From bestselling Printz Award-winning author Libba Bray, the story of a plane of beauty pageant contestants that crashes on a desert island. Teen beauty queens. A “Lost”-like island. Mysteries and dangers. No access to e-mail. And the spirit of fierce, feral competition that lives underground in girls, a savage brutality that can only be revealed by a journey into the heart of non-exfoliated darkness. Oh, the horror, the horror! Only funnier. With evening gowns. And a body count.

After the plane crash, only a handful of the girls have survived, and all of the chaperones have died. They are on their own. The girls call each other by the name of the state they’re representing, which helped me keep track of who everyone was. Miss Texas, a pageant veteran named Taylor, immediately takes charge and decides that the girls must keep preparing for the pageant and their inevitable rescue.

While the girls work on their dance steps and interview responses, we slowly learn a bit about each girl and it becomes clear that they are not all sunshine and light! One of the girls, Adina, quickly becomes the voice of opposition to Taylor, particularly when she reveals the real reason she’s participating in the pageant. Adina thinks the girls’ focus on boys, beauty products, and their appearance is shallow and stereotypical.

I thought at first that Adina would be the main character of the story, because her anti-pageant stance becomes a major focus point for a time, but Libba Bray gives each surviving beauty queen a moment in the spotlight and I really appreciated learning about all of them. Throughout the book, they slowly shed their beauty pageant personalities and begin working together to survive, building huts, fishing, and making sure they have proper drinking water.

This book was definitely funny. It satirizes pop culture, gender role stereotypes, consumerism, even politics. I wasn’t expecting the dark humour, and thought the book would be more of a survival story. At the end of each chapter is a “Fun Facts” page filled out by a contestant, which reveals even more about the characters.

There are also commercial breaks between chapters, which skewer things like tampon ads in a way that made me laugh out loud. There are also notes from The Corporation, the company that is responsible for a myriad of ridiculous reality-tv shows, beauty products (seemingly designed to make girls feel self-conscious about anything and everything), and even weapons.

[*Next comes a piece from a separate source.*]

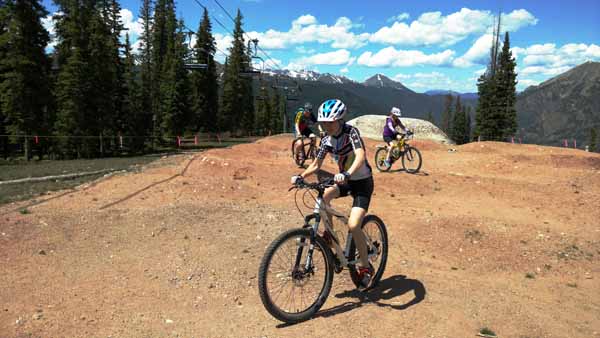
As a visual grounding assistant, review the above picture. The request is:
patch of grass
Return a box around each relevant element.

There are also chapters that focus on characters who work for The Corporation, which I won’t say much about as they are linked to the girls’ predicament on the island, but it’s pretty funny stuff! There are even pirates!

I must also mention that, while this book is majorly funny, there is also a message about being who you are, not what people want or expect you to be. Libba Bray deals with some pretty serious issues, such as gender identity, sexuality, racism, cultural stereoptypes, double standards, the pressure put on teen girls by their parents, boys, and society – things that I think are really important for girls to think about and make their own choices about.  It’s a lot to tackle, but combined with the humour and Libba Bray’s excellent writing, nothing comes off as preachy or heavy-handed.

Looking back, there was so much going on this book! The Corporation, political scandal, hunky pirates, an eco-prince, and, oh yeah, a bunch of teenage beauty queens stranded on an island. It sounds like it might be messy and complicated, but somehow, Libba Bray makes it all work, in a way that was both funny and touching.

I loved the way the girls worked together, and encouraged each other to be who they really are. There was some nastiness at the beginning, when everyone was certain they’d be rescued and continued to see the others as pageant competition, but they quickly came together as a team.

My only complaint would be that I wanted to read more about Taylor (Miss Texas) at the end of the book. Her character was definitely my favourite!

I strongly recommend this book. It’s funny, touching, and has a great message, and finds a way to criticize modern culture with humour and startling accuracy. This is a must-read!